Code Signing for someone having no experience with actual development and handling fancy infrastructure tools is DAUNTING. However, it can be streamlined fairly easily. Your auto-updates essentially rely on two major modules

However, we need this, period. Code signing is a non-negotiable thing that you should set up early on in the development phases. For windows, it requires you to buy a DigiCert based certificate (there are other fancier & more pricey methods but for most startups, this is the sweet spot for ROI). Things over on the apple side of things are pretty straightforward. Just make a project in your developer account!

For Mac

The steps will be -

  1. Go to your CI tool’s project, and under project settings -> env variables, add APPLEID , APPLEIDPASS & APPLE_ID_PROVIDER (you will get these in the apple developer console)

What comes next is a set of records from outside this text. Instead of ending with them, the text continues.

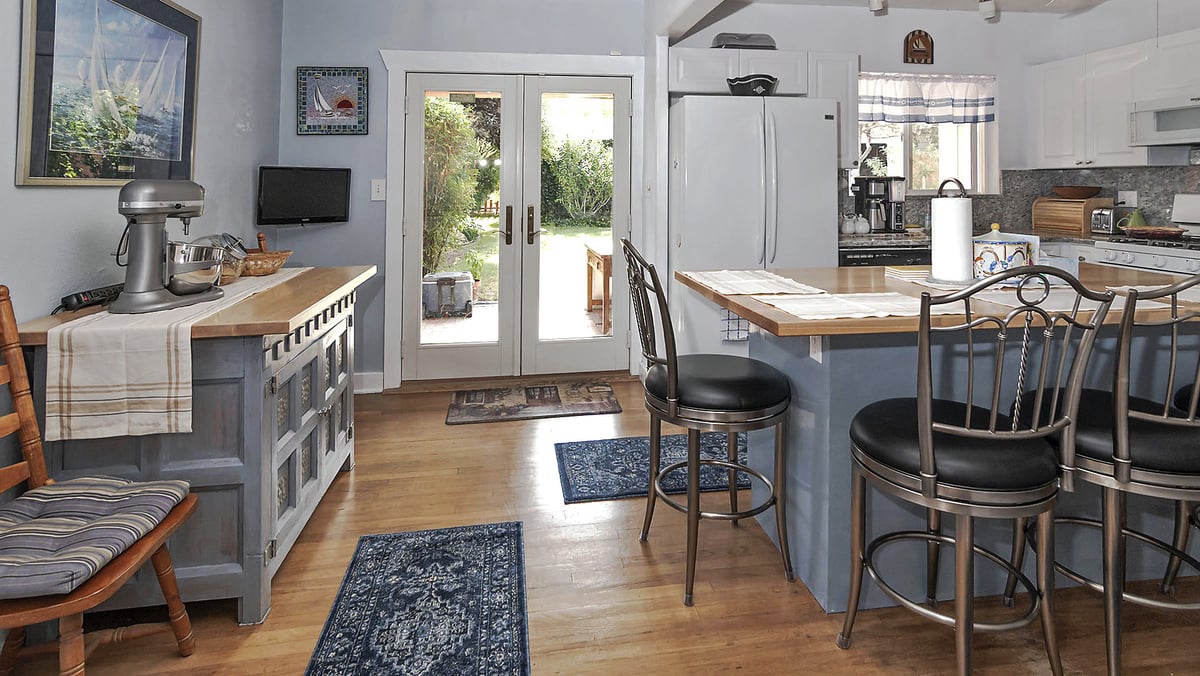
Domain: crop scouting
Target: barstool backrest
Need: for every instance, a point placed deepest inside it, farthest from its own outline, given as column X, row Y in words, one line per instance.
column 1018, row 370
column 1143, row 350
column 645, row 285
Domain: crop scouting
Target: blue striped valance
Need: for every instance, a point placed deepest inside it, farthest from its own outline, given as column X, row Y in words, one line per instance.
column 910, row 97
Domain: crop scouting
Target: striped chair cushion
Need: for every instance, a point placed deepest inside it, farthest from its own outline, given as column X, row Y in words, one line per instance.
column 54, row 537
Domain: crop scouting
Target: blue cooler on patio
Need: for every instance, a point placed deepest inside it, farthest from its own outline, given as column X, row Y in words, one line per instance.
column 447, row 294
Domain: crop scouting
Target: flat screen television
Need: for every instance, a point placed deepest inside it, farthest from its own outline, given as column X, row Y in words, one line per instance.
column 303, row 195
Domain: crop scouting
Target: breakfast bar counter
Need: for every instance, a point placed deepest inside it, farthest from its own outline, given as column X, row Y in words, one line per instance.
column 835, row 368
column 273, row 423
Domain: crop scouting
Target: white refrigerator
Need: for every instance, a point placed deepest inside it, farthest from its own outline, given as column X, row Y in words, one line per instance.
column 753, row 185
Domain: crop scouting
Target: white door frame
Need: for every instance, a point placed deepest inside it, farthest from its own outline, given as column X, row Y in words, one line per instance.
column 400, row 64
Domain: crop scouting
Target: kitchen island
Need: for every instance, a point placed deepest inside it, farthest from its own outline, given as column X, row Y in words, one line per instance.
column 835, row 368
column 273, row 410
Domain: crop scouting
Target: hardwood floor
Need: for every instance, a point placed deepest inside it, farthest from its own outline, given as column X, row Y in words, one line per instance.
column 600, row 602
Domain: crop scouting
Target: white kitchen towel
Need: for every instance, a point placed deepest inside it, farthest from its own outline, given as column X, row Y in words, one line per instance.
column 130, row 375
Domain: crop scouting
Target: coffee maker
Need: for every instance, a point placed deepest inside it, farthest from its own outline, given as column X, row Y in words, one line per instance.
column 880, row 199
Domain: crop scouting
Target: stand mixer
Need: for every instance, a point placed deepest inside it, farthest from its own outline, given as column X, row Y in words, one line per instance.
column 162, row 274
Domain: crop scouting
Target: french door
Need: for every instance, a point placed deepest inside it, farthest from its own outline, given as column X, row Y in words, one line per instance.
column 516, row 195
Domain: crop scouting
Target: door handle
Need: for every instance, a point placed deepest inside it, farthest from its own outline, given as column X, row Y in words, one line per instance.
column 529, row 231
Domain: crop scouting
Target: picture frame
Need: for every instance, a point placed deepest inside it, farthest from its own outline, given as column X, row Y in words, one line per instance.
column 107, row 91
column 331, row 100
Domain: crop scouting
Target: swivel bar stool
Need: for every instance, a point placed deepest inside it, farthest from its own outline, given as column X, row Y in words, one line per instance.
column 705, row 393
column 1132, row 440
column 954, row 449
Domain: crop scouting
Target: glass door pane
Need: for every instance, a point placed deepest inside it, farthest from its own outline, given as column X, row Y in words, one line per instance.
column 461, row 228
column 576, row 215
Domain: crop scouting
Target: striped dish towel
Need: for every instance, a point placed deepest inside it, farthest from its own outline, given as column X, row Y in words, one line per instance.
column 130, row 375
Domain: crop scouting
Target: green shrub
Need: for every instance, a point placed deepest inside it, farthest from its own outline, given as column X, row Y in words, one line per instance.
column 450, row 179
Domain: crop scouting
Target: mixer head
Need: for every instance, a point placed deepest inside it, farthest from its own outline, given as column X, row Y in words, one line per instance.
column 160, row 199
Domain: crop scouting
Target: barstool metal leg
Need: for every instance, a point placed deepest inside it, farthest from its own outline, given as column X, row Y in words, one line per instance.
column 934, row 527
column 1114, row 574
column 1045, row 586
column 857, row 544
column 1182, row 528
column 693, row 512
column 781, row 496
column 1017, row 558
column 964, row 591
column 651, row 494
column 732, row 443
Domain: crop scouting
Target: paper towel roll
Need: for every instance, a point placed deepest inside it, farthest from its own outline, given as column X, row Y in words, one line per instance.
column 951, row 244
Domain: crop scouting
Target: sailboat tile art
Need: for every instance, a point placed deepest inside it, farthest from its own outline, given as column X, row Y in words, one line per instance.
column 331, row 100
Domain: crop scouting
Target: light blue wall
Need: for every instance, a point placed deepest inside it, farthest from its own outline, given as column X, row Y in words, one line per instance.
column 57, row 240
column 322, row 33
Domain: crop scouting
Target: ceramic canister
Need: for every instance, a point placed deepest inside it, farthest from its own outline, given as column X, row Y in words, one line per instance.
column 994, row 256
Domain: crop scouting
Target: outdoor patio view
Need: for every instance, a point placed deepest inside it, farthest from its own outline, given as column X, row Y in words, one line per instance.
column 462, row 237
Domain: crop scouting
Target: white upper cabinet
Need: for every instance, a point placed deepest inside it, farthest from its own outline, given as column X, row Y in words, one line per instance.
column 695, row 70
column 835, row 76
column 1080, row 108
column 1171, row 67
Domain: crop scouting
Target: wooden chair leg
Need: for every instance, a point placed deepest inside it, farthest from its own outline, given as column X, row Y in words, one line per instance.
column 175, row 610
column 71, row 645
column 12, row 645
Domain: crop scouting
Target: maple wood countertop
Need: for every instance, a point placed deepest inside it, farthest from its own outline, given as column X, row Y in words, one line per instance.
column 871, row 280
column 281, row 309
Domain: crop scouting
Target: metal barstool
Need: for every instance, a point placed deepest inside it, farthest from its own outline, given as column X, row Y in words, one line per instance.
column 1127, row 443
column 705, row 393
column 952, row 449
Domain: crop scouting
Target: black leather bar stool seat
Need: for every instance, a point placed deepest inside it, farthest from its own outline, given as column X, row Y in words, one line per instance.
column 712, row 393
column 721, row 382
column 887, row 431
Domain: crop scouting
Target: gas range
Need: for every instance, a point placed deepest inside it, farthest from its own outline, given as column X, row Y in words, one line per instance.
column 1181, row 256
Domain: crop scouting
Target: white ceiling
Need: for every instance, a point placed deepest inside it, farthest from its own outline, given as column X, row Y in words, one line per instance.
column 1059, row 6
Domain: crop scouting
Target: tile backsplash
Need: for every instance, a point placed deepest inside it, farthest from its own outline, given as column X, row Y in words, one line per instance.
column 1012, row 209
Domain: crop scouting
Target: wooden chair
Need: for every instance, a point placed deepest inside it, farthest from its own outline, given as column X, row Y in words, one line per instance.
column 75, row 543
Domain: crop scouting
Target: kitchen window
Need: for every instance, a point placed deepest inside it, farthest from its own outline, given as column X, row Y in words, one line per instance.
column 929, row 129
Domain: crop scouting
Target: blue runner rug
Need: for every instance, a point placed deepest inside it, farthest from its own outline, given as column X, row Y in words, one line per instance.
column 449, row 600
column 613, row 468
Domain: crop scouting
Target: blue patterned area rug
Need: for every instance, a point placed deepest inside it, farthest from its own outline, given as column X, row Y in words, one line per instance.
column 613, row 468
column 449, row 600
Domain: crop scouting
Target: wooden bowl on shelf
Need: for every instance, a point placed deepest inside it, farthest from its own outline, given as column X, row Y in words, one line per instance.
column 1075, row 191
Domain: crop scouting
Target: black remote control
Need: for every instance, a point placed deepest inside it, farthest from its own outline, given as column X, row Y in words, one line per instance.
column 101, row 295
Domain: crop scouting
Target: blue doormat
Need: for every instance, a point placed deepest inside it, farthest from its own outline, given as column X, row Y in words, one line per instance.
column 615, row 468
column 449, row 600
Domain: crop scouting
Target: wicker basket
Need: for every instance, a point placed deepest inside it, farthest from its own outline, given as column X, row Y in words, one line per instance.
column 259, row 263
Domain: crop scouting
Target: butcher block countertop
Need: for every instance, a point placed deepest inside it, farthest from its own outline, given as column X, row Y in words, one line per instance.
column 871, row 280
column 281, row 309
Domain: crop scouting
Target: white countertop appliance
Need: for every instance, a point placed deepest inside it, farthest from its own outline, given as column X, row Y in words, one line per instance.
column 753, row 185
column 1180, row 256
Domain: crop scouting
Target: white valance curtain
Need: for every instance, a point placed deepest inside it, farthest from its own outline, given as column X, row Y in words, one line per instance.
column 911, row 97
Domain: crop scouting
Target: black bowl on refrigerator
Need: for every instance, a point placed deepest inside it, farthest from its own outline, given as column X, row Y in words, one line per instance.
column 755, row 84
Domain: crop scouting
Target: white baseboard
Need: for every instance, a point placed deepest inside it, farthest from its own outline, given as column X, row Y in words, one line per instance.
column 369, row 383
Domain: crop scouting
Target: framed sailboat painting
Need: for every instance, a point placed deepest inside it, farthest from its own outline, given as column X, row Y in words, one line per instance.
column 331, row 100
column 108, row 91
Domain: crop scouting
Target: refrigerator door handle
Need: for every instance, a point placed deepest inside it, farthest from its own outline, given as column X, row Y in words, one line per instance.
column 772, row 187
column 760, row 233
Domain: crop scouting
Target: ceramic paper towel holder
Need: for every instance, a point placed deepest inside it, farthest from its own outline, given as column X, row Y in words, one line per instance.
column 952, row 249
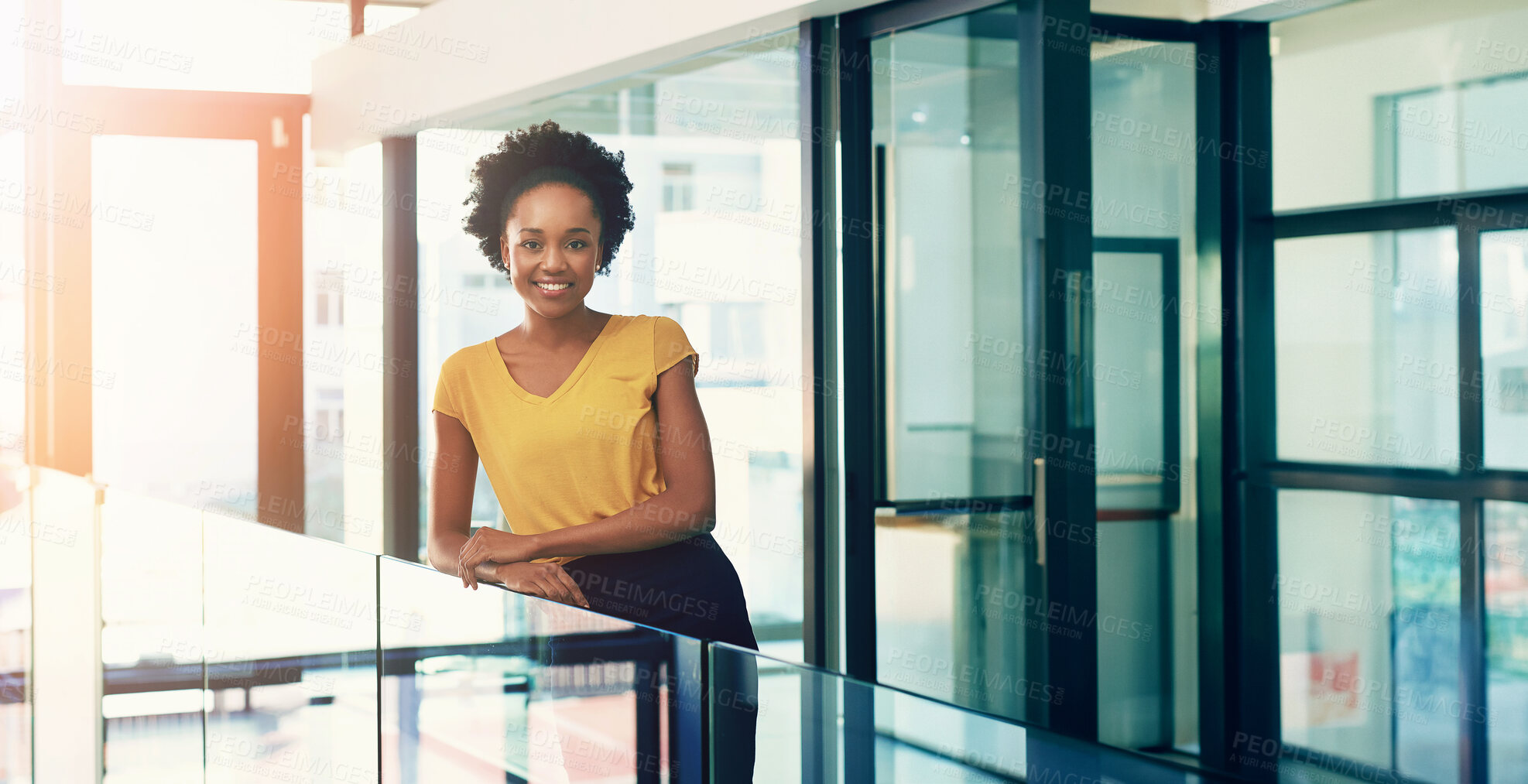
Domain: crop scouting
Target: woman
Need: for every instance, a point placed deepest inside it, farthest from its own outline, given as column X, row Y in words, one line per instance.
column 588, row 423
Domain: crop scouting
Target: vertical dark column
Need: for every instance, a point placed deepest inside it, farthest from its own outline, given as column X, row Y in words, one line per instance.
column 404, row 451
column 861, row 416
column 818, row 100
column 861, row 442
column 1473, row 757
column 280, row 312
column 1065, row 266
column 1239, row 622
column 818, row 347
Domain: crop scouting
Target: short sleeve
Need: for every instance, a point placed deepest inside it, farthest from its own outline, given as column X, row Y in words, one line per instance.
column 670, row 344
column 447, row 390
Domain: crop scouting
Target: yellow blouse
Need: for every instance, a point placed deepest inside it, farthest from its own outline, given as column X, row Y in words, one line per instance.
column 586, row 451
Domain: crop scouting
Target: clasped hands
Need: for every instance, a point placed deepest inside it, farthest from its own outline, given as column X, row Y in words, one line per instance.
column 512, row 552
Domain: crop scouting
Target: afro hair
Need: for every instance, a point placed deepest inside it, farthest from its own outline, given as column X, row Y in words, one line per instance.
column 547, row 153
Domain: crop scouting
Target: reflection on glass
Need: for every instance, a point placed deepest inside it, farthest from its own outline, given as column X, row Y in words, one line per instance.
column 1148, row 315
column 344, row 368
column 491, row 685
column 1368, row 594
column 173, row 239
column 822, row 728
column 1507, row 639
column 958, row 632
column 1368, row 349
column 1504, row 347
column 289, row 645
column 152, row 641
column 15, row 632
column 717, row 248
column 1430, row 100
column 946, row 117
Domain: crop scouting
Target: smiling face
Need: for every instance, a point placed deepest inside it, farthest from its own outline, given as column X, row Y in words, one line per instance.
column 550, row 246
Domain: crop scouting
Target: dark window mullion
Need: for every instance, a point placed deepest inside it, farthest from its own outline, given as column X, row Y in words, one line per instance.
column 1475, row 755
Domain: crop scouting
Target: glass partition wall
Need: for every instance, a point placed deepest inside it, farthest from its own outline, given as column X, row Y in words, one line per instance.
column 1396, row 433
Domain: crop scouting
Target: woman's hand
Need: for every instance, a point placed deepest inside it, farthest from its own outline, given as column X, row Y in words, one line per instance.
column 491, row 544
column 546, row 580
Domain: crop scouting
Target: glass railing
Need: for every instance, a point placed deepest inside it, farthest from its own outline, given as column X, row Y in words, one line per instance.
column 231, row 652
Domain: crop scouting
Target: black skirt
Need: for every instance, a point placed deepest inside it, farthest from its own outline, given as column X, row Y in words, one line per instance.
column 690, row 587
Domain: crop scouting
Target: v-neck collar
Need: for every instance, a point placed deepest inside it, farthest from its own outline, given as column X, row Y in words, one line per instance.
column 567, row 384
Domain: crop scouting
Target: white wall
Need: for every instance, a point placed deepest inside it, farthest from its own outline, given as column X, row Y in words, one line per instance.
column 464, row 59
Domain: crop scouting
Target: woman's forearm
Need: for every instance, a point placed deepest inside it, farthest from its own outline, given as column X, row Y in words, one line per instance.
column 444, row 552
column 665, row 519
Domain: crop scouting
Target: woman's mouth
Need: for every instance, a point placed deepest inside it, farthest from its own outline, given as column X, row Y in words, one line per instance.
column 552, row 288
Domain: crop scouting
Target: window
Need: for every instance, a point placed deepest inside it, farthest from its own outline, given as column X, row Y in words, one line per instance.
column 677, row 187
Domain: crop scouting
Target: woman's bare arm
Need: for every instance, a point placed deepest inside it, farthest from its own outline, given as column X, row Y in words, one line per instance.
column 687, row 506
column 453, row 481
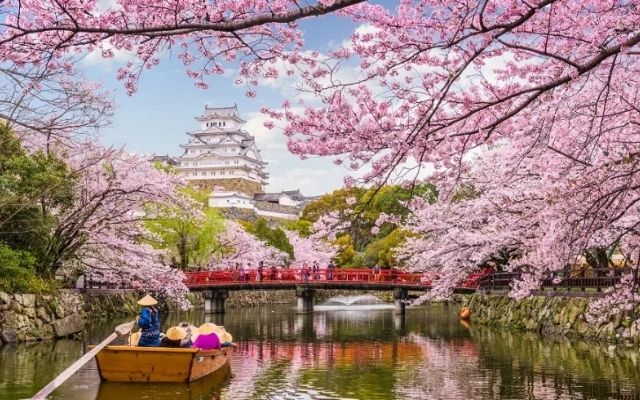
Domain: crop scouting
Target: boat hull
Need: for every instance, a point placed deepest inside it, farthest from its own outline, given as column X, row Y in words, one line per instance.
column 159, row 364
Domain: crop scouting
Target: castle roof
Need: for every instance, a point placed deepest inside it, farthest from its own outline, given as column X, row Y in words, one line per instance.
column 230, row 112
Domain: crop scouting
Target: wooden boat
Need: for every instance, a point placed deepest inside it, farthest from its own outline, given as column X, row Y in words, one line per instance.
column 161, row 364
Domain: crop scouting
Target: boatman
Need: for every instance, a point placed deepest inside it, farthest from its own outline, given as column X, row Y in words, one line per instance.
column 149, row 322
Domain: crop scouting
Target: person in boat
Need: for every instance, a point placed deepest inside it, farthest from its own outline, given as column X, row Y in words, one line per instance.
column 149, row 322
column 192, row 334
column 208, row 338
column 174, row 337
column 260, row 271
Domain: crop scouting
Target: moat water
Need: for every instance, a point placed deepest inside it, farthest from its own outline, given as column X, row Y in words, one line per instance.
column 359, row 353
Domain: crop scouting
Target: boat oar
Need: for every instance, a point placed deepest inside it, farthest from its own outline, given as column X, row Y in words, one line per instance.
column 120, row 330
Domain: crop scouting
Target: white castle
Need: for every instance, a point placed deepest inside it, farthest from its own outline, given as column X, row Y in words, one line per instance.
column 224, row 158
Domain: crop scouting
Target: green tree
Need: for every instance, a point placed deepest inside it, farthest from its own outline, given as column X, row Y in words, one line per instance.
column 187, row 230
column 369, row 205
column 34, row 187
column 273, row 236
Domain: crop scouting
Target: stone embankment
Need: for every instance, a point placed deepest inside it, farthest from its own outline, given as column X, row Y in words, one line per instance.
column 548, row 315
column 31, row 317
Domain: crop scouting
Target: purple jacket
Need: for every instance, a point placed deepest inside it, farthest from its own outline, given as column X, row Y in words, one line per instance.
column 207, row 342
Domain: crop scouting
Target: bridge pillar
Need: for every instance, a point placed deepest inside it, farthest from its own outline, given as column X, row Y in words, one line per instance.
column 305, row 299
column 214, row 301
column 400, row 296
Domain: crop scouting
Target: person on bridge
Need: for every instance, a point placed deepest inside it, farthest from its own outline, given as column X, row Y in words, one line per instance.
column 330, row 269
column 149, row 322
column 260, row 270
column 376, row 272
column 306, row 272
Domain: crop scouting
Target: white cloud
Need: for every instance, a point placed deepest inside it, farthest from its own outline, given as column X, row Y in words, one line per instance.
column 267, row 139
column 95, row 58
column 310, row 180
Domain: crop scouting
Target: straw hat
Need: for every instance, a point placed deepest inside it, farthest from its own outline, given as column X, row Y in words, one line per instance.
column 226, row 336
column 209, row 328
column 176, row 333
column 195, row 332
column 147, row 301
column 134, row 338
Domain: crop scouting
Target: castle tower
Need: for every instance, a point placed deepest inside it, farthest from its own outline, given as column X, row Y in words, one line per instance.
column 222, row 156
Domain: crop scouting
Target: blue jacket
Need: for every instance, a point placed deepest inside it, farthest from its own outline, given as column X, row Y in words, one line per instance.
column 149, row 324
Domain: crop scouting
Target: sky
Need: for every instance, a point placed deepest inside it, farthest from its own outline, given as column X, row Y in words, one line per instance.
column 155, row 119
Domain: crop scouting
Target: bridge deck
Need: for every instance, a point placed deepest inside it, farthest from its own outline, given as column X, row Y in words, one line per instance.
column 357, row 279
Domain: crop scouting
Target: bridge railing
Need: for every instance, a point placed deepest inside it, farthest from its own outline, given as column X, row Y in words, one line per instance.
column 298, row 275
column 577, row 280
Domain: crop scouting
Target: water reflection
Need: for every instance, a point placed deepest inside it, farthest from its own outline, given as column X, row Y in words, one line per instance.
column 368, row 355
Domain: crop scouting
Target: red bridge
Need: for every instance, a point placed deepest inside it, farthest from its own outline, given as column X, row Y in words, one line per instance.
column 216, row 284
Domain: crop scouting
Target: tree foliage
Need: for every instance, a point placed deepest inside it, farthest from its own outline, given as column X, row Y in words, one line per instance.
column 34, row 187
column 274, row 237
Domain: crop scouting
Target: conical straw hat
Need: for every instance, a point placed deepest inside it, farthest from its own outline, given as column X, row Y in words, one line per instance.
column 208, row 328
column 176, row 333
column 147, row 301
column 226, row 337
column 134, row 338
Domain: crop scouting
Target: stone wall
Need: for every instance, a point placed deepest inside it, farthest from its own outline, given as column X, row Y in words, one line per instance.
column 232, row 184
column 31, row 317
column 28, row 317
column 547, row 315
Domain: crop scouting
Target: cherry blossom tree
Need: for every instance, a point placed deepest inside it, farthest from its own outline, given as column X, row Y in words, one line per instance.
column 102, row 234
column 308, row 250
column 553, row 83
column 237, row 246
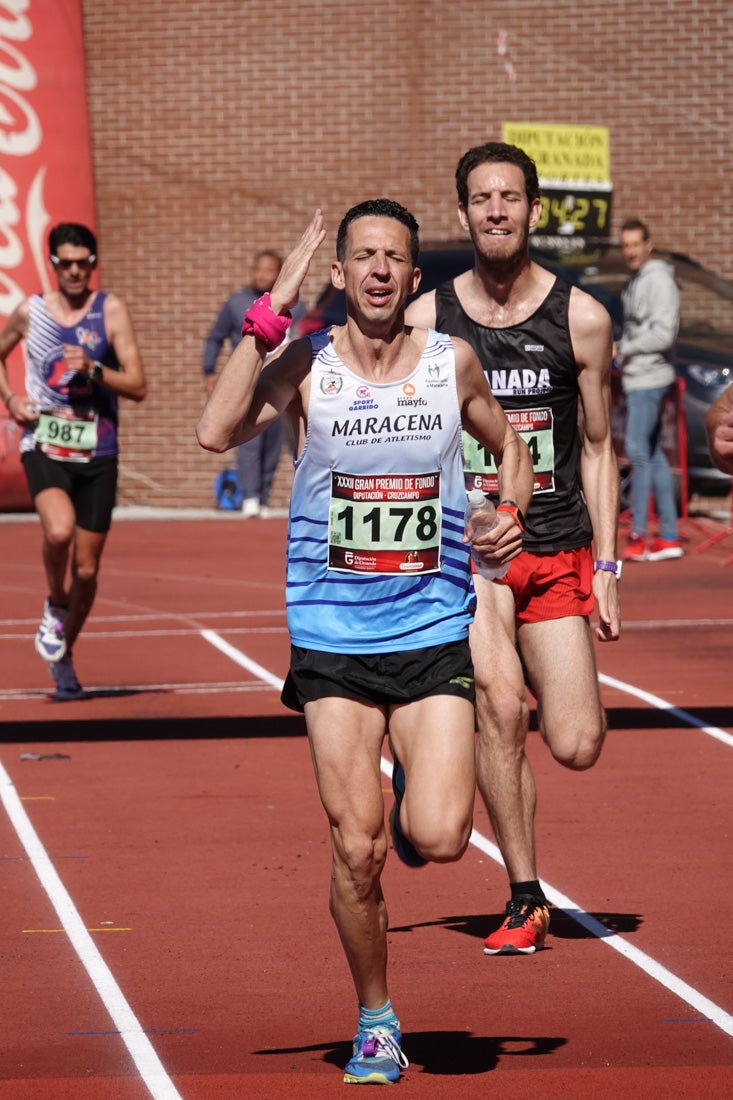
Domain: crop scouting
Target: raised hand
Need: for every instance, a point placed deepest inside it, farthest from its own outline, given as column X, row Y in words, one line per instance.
column 287, row 285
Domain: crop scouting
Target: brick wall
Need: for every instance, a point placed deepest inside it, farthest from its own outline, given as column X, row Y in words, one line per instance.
column 218, row 125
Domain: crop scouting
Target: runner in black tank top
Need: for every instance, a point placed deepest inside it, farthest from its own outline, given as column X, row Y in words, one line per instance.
column 546, row 350
column 532, row 369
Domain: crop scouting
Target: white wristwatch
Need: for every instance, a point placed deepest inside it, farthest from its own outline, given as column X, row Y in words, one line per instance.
column 609, row 567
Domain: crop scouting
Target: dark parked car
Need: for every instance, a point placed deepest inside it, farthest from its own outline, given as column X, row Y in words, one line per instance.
column 703, row 351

  2. Next, add the following script to be called at build time

require("dotenv").config();
const { notarize } = require("electron-notarize");
const { appId } = require("./build-env");
exports.default = async function notarizing(context) {
  const { electronPlatformName, appOutDir } = context;
  if (electronPlatformName !== "darwin") {
    return;
  }
  const appName = context.packager.appInfo.productFilename;
  return await notarize({
    appBundleId: appId,
    appPath: `${appOutDir}/${appName}.app`,
    appleId: process.env.APPLEID,
    appleIdPassword: process.env.APPLEIDPASS,
    ascProvider: process.env.APPLE_ID_PROVIDER,
  });
};

This uses electron notarize as you might have guessed in order to provide the abstractions for the underlying notarization infrastructure

You will also need to add your p12 certificate (can be exported from the dev console) Once you upload it to ci, fetch your certificate password and in the YOUR_CI_TOOL’S config.yml in your repo, add this command

- run:
          name: Setup Certificates
          no_output_timeout: 45m
          command: |
            echo $CERTIFICATE_OSX_P12 | base64 --decode > certificate.p12
            security create-keychain -p YOUR_CI_TOOL build.keychain
            security default-keychain -s build.keychain
            security unlock-keychain -p YOUR_CI_TOOL build.keychain
            security import certificate.p12 -k build.keychain -P $CERTIFICATE_P12_PASS -T /usr/bin/codesign;
            security set-key-partition-list -S apple-tool:,apple: -s -k YOUR_CI_TOOL build.keychain
            rm -fr *.p12

Now all you got to do is configure this script to be called once your build is done

Assuming you are using electron-builder, then in the afterSign property, add afterSign: shouldSign ? “script/notarize.js” : undefined where should sign is essentially a variable indicating that your env isnt local and you are running on your CI tool (you can check that by const runningOnCI= process.env.CI_TOOL === “true”;) This would come under the build configuration file for your CI tool

Windows

Getting the correct certificate for this is hard, a certifcate for windows will require a good chunk of paperwork and is generally a long drawn process. Quoting from https://blog.dcpos.ch/how-to-make-your-electron-app-sexy “To get a Windows signing certificate, we recommend Digicert. The documentation for Windows app signing is surprisingly bad. If you go with the wrong vendor, they’ll ask you to mail them notarized paperwork. That makes it a slow and annoying process to get the cert. Digicert is easier: they just send you a password via Certified Mail, you go to the post office, show your ID to pick it up, and bam, you get your signing certificate.”

The large difference in the certificate types/authorities is why I am not specifying particular steps for this one, however feel free to ping me! I’d be more than happy to help you out!

Closing notes

I cannot emphasize this enough, use a CI tool. Your certificates need to be shoved somewhere safe and developers shouldn’t directly interact with them as far as possible. Circle, for example, doesn’t allow reading the env variables once they are set to other developers. Also, getting code signing up and running might not sound fun/business need at the start of the project but getting this module right, takes time especially for windows, it’s better to start early on.